Acetic acid dimerises in Benzene solution. The Van’t Hoff factor for the dimerization of Acetic acid is $0.8$ . The percentage of dimerization of Acetic acid will be:
A. $20\%$
B. $40\%$
C. $60\%$
D. $80\%$

Answer 1

Solution

When Acetic acid is added to the solution of Benzene the dimerization of acid takes place. Also the Van’t Hoff factor is given for this dimerization of acid. Thus by using the relation between the van't Hoff factor and degree of association we can find the percentage of dimerization for acetic acid.

Formula used:
$i{\text{ = }}\dfrac{{1 - \alpha {\text{ + }}\dfrac{\alpha }{n}}}{1}$
Where, $i$ is known as the Van't Hoff factor, $\alpha$ is known as the degree of association and $n$ is the atomicity of a product.
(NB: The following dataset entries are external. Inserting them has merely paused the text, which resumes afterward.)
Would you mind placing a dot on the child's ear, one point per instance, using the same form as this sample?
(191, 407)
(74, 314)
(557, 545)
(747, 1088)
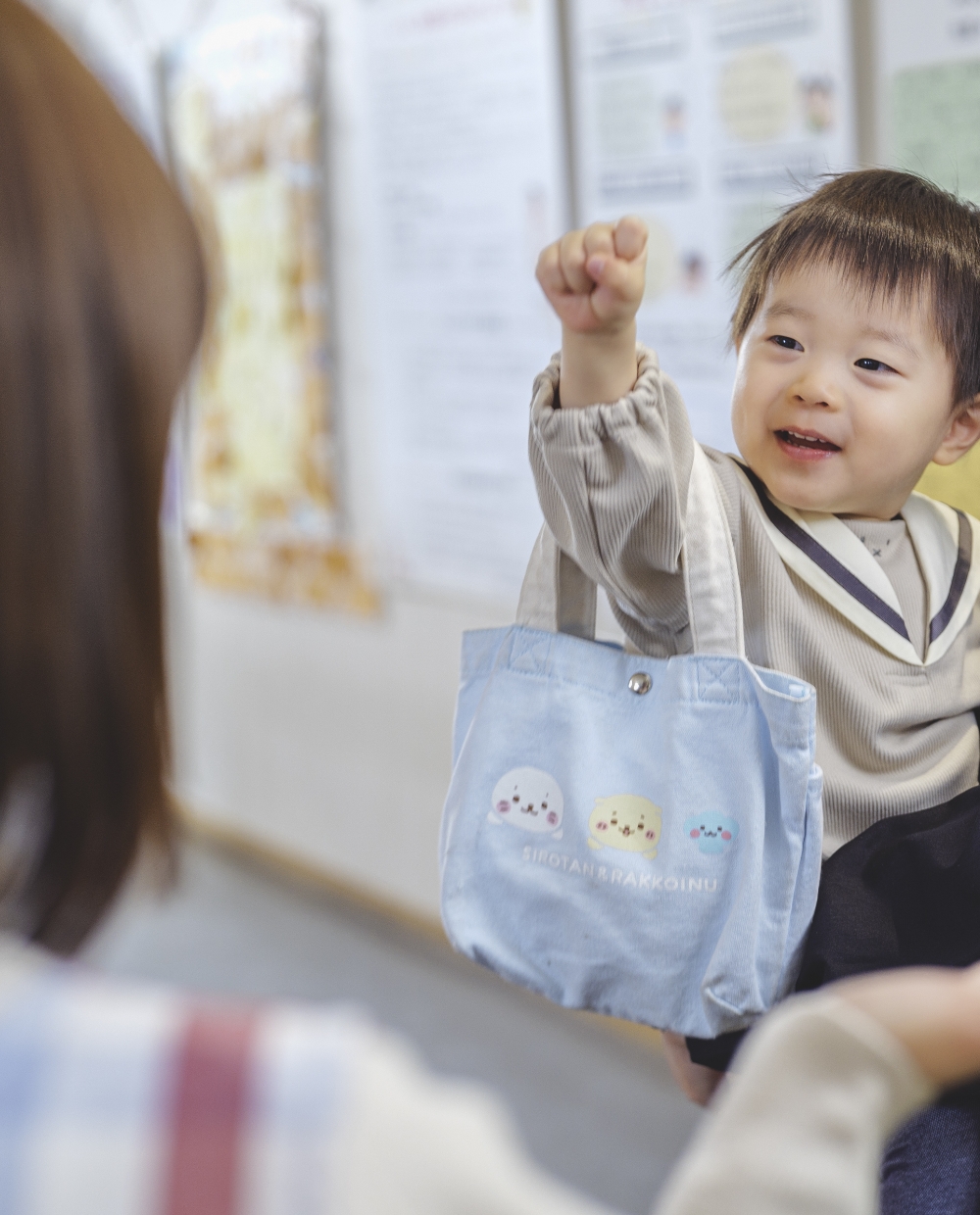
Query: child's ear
(963, 433)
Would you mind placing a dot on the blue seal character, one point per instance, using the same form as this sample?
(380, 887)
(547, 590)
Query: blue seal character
(713, 833)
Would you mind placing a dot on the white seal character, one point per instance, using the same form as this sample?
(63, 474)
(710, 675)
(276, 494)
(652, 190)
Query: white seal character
(530, 800)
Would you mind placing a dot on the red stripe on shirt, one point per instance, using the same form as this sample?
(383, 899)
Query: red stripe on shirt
(210, 1113)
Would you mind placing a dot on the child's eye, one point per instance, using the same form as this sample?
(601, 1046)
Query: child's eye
(873, 364)
(781, 339)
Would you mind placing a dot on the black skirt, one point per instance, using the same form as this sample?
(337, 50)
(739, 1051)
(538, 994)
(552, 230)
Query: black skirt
(906, 892)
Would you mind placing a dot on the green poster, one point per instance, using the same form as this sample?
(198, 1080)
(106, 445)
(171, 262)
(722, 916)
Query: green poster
(936, 124)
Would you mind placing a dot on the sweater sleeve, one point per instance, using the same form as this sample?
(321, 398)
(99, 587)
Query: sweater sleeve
(803, 1124)
(419, 1144)
(612, 480)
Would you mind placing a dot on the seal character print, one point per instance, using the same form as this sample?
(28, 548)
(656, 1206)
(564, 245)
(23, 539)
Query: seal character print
(530, 800)
(713, 833)
(629, 823)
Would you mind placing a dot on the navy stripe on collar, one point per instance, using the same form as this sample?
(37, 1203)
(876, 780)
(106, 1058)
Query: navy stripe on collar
(840, 573)
(960, 573)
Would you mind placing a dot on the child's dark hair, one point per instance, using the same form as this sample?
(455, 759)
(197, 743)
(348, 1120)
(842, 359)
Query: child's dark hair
(893, 233)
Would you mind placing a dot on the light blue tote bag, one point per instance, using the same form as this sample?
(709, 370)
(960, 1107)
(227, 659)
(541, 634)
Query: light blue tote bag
(630, 835)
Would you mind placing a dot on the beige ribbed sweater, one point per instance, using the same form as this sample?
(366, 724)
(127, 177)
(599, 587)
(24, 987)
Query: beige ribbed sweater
(612, 480)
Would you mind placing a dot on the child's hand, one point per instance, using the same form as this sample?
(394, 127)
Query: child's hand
(595, 277)
(697, 1083)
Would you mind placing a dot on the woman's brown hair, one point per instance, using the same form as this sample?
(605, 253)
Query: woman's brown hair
(101, 307)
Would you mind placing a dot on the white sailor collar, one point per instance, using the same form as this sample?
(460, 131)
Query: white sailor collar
(832, 560)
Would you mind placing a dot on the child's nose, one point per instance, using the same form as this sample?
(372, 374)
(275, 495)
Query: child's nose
(814, 386)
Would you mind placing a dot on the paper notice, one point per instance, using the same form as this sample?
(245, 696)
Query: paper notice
(706, 120)
(467, 181)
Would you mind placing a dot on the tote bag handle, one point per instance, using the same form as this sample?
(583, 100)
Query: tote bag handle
(559, 597)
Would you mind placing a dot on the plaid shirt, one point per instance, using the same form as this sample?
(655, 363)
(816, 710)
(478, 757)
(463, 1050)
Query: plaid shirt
(135, 1101)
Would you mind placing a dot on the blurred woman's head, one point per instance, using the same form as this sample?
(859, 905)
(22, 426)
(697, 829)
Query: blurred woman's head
(101, 308)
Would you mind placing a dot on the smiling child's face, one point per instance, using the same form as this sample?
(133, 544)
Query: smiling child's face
(840, 401)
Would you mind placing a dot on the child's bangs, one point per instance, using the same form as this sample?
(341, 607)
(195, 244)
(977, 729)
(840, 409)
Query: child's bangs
(890, 236)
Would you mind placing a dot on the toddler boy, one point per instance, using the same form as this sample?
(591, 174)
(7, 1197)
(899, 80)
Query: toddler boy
(858, 363)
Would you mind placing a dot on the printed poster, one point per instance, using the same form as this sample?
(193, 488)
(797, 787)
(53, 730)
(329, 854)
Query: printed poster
(466, 183)
(706, 118)
(245, 126)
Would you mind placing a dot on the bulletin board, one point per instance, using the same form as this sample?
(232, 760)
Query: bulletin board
(706, 118)
(245, 126)
(466, 182)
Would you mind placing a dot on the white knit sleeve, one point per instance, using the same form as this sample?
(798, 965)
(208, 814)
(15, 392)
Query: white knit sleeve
(800, 1128)
(417, 1144)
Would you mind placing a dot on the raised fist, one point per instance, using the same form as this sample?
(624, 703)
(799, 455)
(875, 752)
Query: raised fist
(595, 277)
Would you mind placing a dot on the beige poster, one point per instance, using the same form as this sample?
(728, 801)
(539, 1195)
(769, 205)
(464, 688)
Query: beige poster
(266, 510)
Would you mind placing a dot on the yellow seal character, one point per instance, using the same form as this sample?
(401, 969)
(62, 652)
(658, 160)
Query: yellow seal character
(629, 823)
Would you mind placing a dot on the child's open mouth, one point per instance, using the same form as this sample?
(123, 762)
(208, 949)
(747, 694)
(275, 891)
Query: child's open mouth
(807, 446)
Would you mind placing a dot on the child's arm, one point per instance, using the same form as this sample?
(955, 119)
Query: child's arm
(594, 279)
(611, 445)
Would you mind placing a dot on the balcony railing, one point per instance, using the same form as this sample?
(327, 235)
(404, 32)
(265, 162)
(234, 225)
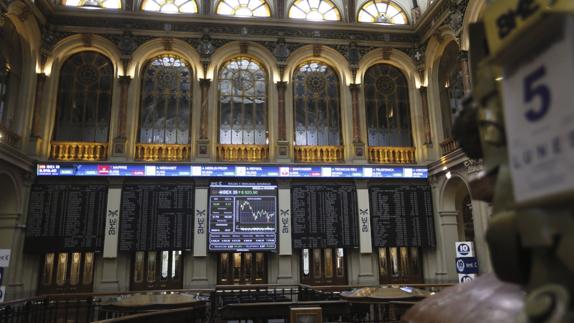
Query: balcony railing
(448, 146)
(392, 155)
(163, 152)
(66, 150)
(316, 154)
(251, 153)
(8, 137)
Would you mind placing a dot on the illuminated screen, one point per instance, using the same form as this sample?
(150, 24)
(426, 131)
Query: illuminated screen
(242, 216)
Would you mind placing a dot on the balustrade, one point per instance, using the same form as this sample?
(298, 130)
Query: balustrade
(163, 152)
(251, 153)
(392, 155)
(319, 154)
(66, 150)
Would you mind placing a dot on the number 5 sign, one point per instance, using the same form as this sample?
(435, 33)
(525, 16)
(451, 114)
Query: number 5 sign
(539, 117)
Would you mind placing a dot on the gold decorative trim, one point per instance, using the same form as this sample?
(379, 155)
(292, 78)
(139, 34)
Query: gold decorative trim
(392, 155)
(251, 153)
(448, 146)
(316, 154)
(163, 152)
(68, 150)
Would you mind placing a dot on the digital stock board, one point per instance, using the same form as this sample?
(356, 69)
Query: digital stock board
(217, 170)
(242, 216)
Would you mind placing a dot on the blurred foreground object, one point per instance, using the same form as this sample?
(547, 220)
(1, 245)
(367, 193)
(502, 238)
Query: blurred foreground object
(485, 299)
(522, 61)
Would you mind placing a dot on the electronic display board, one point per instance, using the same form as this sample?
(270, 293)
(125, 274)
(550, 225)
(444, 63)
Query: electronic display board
(221, 170)
(324, 216)
(402, 215)
(66, 217)
(242, 216)
(156, 217)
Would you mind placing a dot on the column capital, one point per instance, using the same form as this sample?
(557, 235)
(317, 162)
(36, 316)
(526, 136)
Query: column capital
(281, 85)
(355, 86)
(125, 79)
(204, 82)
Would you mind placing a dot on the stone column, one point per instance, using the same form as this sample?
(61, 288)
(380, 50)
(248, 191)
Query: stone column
(285, 260)
(203, 141)
(281, 87)
(110, 279)
(120, 139)
(280, 9)
(449, 235)
(351, 10)
(36, 118)
(198, 266)
(359, 146)
(465, 70)
(426, 119)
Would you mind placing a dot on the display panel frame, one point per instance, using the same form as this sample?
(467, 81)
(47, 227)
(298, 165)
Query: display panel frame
(247, 205)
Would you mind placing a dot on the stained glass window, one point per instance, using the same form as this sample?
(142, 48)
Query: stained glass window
(170, 6)
(10, 74)
(242, 102)
(84, 98)
(316, 105)
(387, 107)
(383, 12)
(94, 4)
(243, 8)
(451, 87)
(314, 10)
(3, 86)
(166, 101)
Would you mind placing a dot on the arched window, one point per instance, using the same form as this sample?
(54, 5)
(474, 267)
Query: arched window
(450, 86)
(387, 107)
(166, 101)
(243, 8)
(10, 74)
(242, 102)
(93, 4)
(165, 104)
(314, 10)
(170, 6)
(383, 12)
(316, 105)
(4, 70)
(84, 98)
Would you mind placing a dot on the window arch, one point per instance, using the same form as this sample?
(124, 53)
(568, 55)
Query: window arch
(243, 8)
(165, 106)
(382, 12)
(94, 4)
(84, 98)
(314, 10)
(242, 102)
(170, 6)
(387, 107)
(451, 87)
(316, 105)
(10, 73)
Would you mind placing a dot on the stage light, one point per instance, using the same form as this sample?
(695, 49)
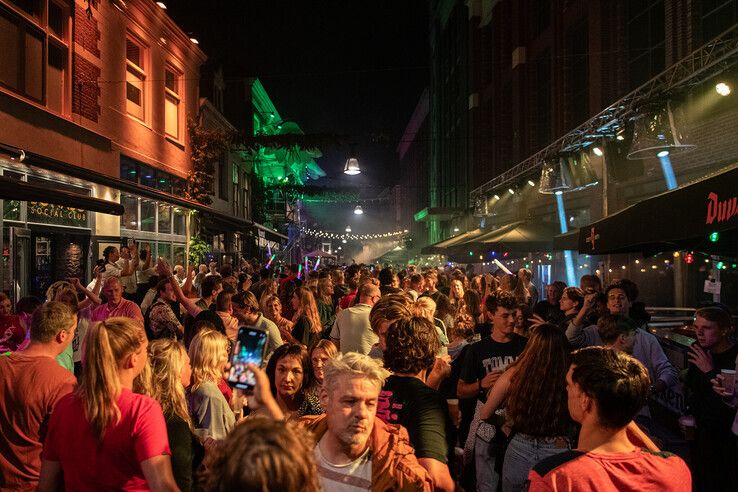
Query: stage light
(722, 88)
(351, 167)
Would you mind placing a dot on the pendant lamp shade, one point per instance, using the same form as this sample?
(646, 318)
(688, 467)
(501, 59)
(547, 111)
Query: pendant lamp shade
(555, 176)
(481, 207)
(351, 167)
(656, 133)
(580, 171)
Here $n$ is equal to two.

Complete answer:
When acetic acid is added with benzene then a dimer of acetic acid is formed. This can be represented by using the chemical representation as,
${\text{C}}{{\text{H}}_{\text{3}}}{\text{COOH }} \rightleftharpoons {\text{ }}{\left( {{\text{ C}}{{\text{H}}_3}{\text{COOH}}} \right)_2}$
For the above reaction, we can use a relation between the degree of association and the Van't Hoff factor.
$i{\text{ = }}\dfrac{{1 - \alpha {\text{ + }}\dfrac{\alpha }{n}}}{1}$
Here, we are given with $i{\text{ = 0}}{\text{.8}}$ and since it forms a dimer so the value of $n$ is two. $i{\text{ = }}\dfrac{{1 - \alpha {\text{ + }}\dfrac{\alpha }{n}}}{1}$
On substituting the values we get the result as,
${\text{0}}{\text{.8 = }}\dfrac{{1 - \alpha {\text{ + }}\dfrac{\alpha }{2}}}{1}$
$\Rightarrow \alpha {\text{ = 0}}{\text{.4}}$
Hence the degree of association is ${\text{0}}{\text{.4}}$ , for finding the percentage of degree of association we can convert it into percentage as,
Percentage of association ${\text{ = 0}}{\text{.4 }} \times {\text{ 100}}$
Percentage of association ${t{ = 40\% }}$
Therefore, the percentage of association is ${{ 40\% }}$ . Therefore, the correct option is option (B).

Note:
$\alpha$ can be a degree of association or degree of dissociation. It depends on the reaction whether association takes place or dissociation takes place. The relation which we use in the above problem is valid for such reactions only. We can also derive the relation by calculating the total number of moles after some extent of association. When the particle of solute gets associated, $i$ will be less than one. When solute particles dissociate then the value of $i$ will be greater than one.